This thread kinda jumps off from the one on abortion. I have also touched on this in my long-ago series on poverty. It's about the conflict between being a free-thinking, tolerant, etc. American academic, and at the same time being a fundamentalist Christian.
Let me begin by quoting CS Lewis: "Christianity, if true, is of the utmost importance in the world. If untrue, it is of no importance. But the one thing it cannot be is moderately important." I believe, with every fiber of my being, that Christianity IS TRUE. Therefore, it follows that this belief trumps everything else.
However, I recognize (and value) that ours is a nation without a state religion, that we have freedom of (or even from) religion, and that a large and growing portion of our population, all equal in the eyes of the law to me, either do not agree that Christianity is true, or at the very least pay lip service to Christian beliefs without really holding them as of the utmost importance. I value reasoned debate, the exchange of ideas, logic, pretty much the entire enlightenment heritage of our nation.
That said, it is impossible for me to divorce my most deeply-held principles on what constitutes right and wrong, what is the proper structure of a society, what is "best" in any number of senses for our society and culture, from those debates. Everyone's opinion is based on something. Yet, for some reason, when a serious, sold-out Christian reaches a conclusion, let's say, that abortion is morally wrong, the cry rings out: THEOCRAT! TALIBAN! HOW DARE YOU EVER TRY TO IMPOSE YOUR RELIGIOUS BELIEFS! WHAT KIND OF BENIGHTED, MEDIEVAL FOOL ARE YOU? The introduction of the reason for my belief is supposed to be an absolute debate-stopper, which I should shelve to show how sophisticated and tolerant I am.
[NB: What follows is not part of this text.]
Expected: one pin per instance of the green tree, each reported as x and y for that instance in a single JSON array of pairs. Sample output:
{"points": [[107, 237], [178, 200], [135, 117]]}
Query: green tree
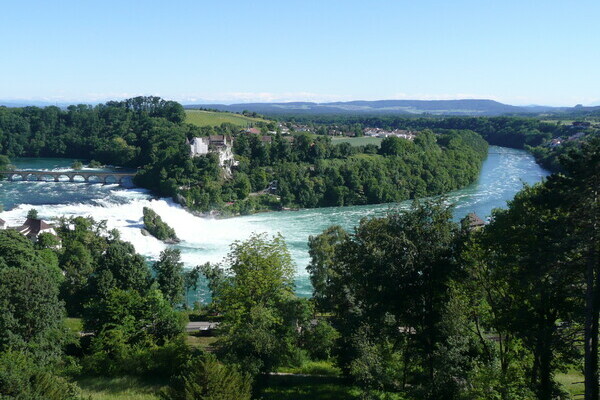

Hokum, I say. Libertarianism, environmentalism, supply-side or Keynsian economics, liberalism, conservatism, socialism, and just about every school of thought is based in first principles. Mine happen to have been tested by 2000+ years of human experience, and are just as legitimate as any secular system of thought. The big question remains not what we think of the principles, but again, whether they are true.
Of course, as Americans we get to vote on things. In our system of government, this has consequences. And you win some, you lose some. Christians are obliged (by Romans 13) to accept the authority of the law, but fortunately our system also allows for a way to work within the system to remedy laws when we disagree. Sometimes, like in the recent partial-birth abortion case, I applaud the results because I think the system worked in getting the issue "right." Others, like in the Dred Scott decision or Roe v. Wade, I firmly believe that "we" (this nation of which my voice is a part) got it "wrong." I'll even accept, for the sake of argument, that my own opinion could, in the end, be wrong. But that doesn't change the fact that there IS such a thing as truth, and there will be an "end" where truth will out.
But what if there is NOT such a thing as truth? What if there is no God? What if my first principles are themselves untrue? In that case, the random electrons forming my thoughts are no "less" true than anybody else's. I'll at least feel good that my positions were consistent. If you believe in no truth, you can't even be "right" about that "fact," because there's no such thing. As Blaise Paschal wrote almost 500 years ago, I'll take that wager.